Here are some of the typical tasks and responsibilities of a Reliability Engineer:

  1. Analyze data and perform statistical modeling: Reliability Engineers analyze data related to equipment performance, failure rates, and maintenance history to identify trends and patterns. They use statistical modeling to predict future failures and plan maintenance activities accordingly.
  2. Develop and implement reliability strategies: Reliability Engineers develop and implement strategies to improve the reliability and availability of equipment and systems. This may include performing root cause analysis, implementing preventive maintenance programs, and conducting failure mode and effects analysis (FMEA).
  3. Collaborate with other teams: Reliability Engineers collaborate with other teams such as operations, maintenance, and engineering to identify and address reliability issues.

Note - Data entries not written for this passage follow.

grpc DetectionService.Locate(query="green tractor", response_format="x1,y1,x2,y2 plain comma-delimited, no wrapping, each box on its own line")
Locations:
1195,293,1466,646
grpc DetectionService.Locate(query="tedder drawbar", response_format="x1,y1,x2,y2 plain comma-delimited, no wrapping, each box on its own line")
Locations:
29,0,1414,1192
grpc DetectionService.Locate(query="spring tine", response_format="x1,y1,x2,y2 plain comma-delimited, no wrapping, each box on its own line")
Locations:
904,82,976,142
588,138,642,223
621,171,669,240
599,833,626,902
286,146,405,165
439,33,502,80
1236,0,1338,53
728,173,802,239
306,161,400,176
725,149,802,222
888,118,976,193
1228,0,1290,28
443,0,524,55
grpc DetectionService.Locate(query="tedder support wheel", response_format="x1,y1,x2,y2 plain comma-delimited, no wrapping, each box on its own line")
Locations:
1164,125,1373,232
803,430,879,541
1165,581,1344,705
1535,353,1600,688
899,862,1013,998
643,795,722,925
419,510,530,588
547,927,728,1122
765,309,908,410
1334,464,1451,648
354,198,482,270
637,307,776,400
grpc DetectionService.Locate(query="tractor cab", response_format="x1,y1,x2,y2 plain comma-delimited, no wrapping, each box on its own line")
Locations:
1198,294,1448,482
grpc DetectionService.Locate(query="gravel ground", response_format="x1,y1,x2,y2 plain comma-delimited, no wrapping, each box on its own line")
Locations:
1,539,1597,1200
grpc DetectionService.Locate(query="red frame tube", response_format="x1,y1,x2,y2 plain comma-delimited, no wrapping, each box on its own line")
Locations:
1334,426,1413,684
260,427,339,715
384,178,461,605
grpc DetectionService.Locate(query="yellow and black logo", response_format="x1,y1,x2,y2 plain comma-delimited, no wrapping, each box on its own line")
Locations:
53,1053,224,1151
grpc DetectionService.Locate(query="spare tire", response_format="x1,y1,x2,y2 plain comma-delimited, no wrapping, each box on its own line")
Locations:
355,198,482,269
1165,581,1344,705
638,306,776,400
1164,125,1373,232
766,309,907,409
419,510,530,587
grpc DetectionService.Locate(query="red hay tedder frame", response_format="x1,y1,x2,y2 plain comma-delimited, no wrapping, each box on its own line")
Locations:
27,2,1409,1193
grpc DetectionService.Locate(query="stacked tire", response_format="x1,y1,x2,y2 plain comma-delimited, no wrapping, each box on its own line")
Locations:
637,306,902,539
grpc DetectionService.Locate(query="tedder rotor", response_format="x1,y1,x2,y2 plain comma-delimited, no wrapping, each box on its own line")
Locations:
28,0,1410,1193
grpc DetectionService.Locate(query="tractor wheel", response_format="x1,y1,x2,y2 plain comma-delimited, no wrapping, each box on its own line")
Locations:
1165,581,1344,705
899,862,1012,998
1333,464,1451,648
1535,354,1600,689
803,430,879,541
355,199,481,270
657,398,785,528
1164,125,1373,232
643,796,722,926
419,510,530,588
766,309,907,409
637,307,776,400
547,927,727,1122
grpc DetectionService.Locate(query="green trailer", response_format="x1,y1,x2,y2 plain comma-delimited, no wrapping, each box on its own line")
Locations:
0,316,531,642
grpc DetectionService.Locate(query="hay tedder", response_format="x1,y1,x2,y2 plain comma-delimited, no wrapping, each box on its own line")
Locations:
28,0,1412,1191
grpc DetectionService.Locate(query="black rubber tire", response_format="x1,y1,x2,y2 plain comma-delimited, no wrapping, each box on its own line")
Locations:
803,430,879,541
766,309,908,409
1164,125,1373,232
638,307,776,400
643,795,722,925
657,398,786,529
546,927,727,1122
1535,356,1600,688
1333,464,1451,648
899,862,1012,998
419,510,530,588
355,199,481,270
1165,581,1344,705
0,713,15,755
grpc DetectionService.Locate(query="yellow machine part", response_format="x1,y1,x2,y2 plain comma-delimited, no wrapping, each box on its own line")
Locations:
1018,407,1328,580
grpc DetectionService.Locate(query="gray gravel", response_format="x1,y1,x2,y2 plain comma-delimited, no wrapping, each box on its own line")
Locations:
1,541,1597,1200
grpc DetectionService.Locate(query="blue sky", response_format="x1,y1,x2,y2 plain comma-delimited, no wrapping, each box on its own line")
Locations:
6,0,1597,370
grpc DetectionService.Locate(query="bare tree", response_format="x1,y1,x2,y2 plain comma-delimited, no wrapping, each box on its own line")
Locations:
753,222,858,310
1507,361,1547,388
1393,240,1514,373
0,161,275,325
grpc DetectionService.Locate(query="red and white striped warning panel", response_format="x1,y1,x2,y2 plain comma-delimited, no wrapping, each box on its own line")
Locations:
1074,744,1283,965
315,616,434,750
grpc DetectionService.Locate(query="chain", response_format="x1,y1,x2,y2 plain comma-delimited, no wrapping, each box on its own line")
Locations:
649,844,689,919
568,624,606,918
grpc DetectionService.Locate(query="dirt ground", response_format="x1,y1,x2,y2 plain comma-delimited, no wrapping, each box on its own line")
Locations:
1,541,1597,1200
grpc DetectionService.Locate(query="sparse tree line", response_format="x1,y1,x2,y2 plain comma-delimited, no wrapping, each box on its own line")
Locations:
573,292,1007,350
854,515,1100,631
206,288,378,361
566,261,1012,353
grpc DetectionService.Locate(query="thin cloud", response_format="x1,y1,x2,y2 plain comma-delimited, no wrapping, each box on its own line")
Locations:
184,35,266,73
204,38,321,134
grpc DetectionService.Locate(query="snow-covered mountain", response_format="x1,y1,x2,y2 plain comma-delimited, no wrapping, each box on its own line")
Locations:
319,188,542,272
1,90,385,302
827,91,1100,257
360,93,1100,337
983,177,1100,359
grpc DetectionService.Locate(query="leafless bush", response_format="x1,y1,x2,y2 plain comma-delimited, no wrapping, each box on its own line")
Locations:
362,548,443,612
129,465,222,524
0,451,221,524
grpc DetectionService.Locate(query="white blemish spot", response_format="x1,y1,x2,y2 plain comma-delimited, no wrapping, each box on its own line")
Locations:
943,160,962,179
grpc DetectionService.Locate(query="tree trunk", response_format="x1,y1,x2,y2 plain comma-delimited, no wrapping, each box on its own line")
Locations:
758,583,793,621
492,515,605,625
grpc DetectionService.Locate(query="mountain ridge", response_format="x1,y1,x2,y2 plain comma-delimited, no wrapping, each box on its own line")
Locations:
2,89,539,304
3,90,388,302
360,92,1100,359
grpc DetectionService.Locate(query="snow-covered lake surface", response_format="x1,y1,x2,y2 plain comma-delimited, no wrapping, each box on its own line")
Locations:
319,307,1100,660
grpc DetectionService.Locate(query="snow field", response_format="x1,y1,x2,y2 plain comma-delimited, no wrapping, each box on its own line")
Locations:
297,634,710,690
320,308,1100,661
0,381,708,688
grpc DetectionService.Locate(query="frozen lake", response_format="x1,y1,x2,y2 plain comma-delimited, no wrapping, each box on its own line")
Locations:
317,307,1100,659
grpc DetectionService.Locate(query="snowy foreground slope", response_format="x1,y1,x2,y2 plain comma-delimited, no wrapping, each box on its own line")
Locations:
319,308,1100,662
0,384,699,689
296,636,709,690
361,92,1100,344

They may also work with suppliers to ensure the reliability of equipment and materials.
  4. Monitor and evaluate performance: Reliability Engineers monitor the performance of systems and equipment to identify areas for improvement. They use data to evaluate the effectiveness of reliability strategies and make adjustments as necessary.
  5. Provide technical support: Reliability Engineers provide technical support to other teams and stakeholders, answering questions and providing guidance on reliability-related issues.
  6. Continuously improve processes: Reliability Engineers are responsible for continuously improving reliability processes and methodologies. They stay up-to-date with the latest technologies and best practices in the field and identify opportunities for improvement.